「泥棒貴族(1966)」のストーリー

香港のナイトクラブ。イギリス人のハリー(マイケル・ケイン)は相棒のエミールとともに、1人の踊り子ニコール(シャーリー・マクレーン)に、5000ドルになる仕事をしないかと持ちかけた。2人の話した仕事の内容は――ハリーとニコールが、イギリス貴族に化けて、中東の石油王国ダムーズに行き、土地のホテル、セミラミスの持主で億万長者のシャベンダー(ハーバート・ロム)と親しくなる。2人は彼の部屋に招かれ、彼の所有する仏像で、マルコ・ポーロが中国から持ち帰ったという、いわくつきの秘宝のしまい場所をさりげなく調べる。

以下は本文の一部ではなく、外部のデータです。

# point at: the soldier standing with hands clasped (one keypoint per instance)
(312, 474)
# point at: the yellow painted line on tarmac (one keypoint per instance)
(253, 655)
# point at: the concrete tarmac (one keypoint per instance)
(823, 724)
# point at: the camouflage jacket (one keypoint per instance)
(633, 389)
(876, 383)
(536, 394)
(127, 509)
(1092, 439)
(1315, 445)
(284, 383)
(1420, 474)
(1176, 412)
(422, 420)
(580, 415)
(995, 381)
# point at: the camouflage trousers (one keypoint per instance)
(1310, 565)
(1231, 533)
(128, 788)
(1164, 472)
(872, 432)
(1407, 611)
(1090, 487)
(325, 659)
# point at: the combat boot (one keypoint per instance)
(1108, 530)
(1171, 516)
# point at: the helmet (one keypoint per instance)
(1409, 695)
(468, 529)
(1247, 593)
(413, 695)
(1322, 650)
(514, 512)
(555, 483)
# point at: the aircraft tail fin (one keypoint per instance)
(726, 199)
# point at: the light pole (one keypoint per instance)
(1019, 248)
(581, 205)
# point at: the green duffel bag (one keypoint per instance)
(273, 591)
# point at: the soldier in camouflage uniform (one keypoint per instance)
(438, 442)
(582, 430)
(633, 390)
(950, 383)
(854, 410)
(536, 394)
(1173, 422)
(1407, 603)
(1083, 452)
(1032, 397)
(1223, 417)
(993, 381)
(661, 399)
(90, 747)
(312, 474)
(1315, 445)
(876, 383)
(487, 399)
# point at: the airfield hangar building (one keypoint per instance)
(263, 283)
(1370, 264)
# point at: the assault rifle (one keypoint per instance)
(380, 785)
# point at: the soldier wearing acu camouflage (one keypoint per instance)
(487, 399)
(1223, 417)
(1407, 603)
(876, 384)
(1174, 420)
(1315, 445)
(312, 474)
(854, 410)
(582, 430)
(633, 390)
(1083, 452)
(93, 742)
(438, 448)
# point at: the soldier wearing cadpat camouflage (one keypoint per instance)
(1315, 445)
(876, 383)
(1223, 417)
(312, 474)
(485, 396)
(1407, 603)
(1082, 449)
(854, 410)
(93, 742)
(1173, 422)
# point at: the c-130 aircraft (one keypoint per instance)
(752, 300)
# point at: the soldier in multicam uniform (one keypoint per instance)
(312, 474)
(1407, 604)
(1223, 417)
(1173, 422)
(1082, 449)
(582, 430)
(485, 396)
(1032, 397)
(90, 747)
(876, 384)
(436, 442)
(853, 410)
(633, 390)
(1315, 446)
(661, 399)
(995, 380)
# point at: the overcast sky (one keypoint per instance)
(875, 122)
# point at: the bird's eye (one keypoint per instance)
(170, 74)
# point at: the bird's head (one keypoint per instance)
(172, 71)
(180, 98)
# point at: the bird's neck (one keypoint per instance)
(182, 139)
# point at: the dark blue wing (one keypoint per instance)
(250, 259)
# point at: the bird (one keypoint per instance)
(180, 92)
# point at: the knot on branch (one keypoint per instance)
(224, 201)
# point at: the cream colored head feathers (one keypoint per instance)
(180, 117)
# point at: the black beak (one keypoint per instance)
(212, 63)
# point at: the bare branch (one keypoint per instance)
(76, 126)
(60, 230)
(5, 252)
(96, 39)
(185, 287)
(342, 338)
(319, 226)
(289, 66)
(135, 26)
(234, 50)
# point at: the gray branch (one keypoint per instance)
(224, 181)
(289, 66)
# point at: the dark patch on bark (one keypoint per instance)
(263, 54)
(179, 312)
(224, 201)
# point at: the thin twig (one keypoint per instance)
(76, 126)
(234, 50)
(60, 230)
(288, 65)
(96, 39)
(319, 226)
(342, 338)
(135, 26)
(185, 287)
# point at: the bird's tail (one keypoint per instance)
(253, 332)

やがてシャベンダーは、2人を夕食に誘い出すだろう。そうしたら、ハリーは口実をさがし、ニコールだけが出かける。その留守にハリーが仏像を盗み出す――というものだった。そして成功したら、報酬5000ドルを支払うことで、2人はニコールを説得した。計画は実行に移されたが、ただひとつの計算違いは、シャベンダーが非常に用心深い男だということだった。彼は仏像に盗難予防装置までつけていた。計画通り、ニコールとシャベンダーが夕食に外出した。しかし、シャベンダーのあまりの用心深さに、ニコールは途中からひきかえし、ハリーに忠告したがハリーは聞き入れず、仏像を台座から、見事はずした時、盗難予防の電気装置が動き出した。そこへ、シャベンダーも帰ってきてしまった。ハリーは仏像を持って逃げのびたが、怒ったシャベンダーはハリーが盗んだ本物の仏像を返さぬ限り殺すとわめきちらし、新聞にもデカデカと報道されてしまった。数日後ハリーから、シャベンダーのもとへ、1通の電報が届いた。それには盗んだのは本物ではなく、別の仏像であると書いてあった。調べてみるとその通りだった。これでハリーも殺されないですむ。ハリーの相棒エミールは偽作の名人で、本物が盗まれたと信じている世間の目をあざ笑うように、仏像の偽作を作り続けるのだった。彼らの本当の計画は、世間を騒がせておいて、偽作を盗んで本物らしくみせて、高価に売りさばくことだったのだ。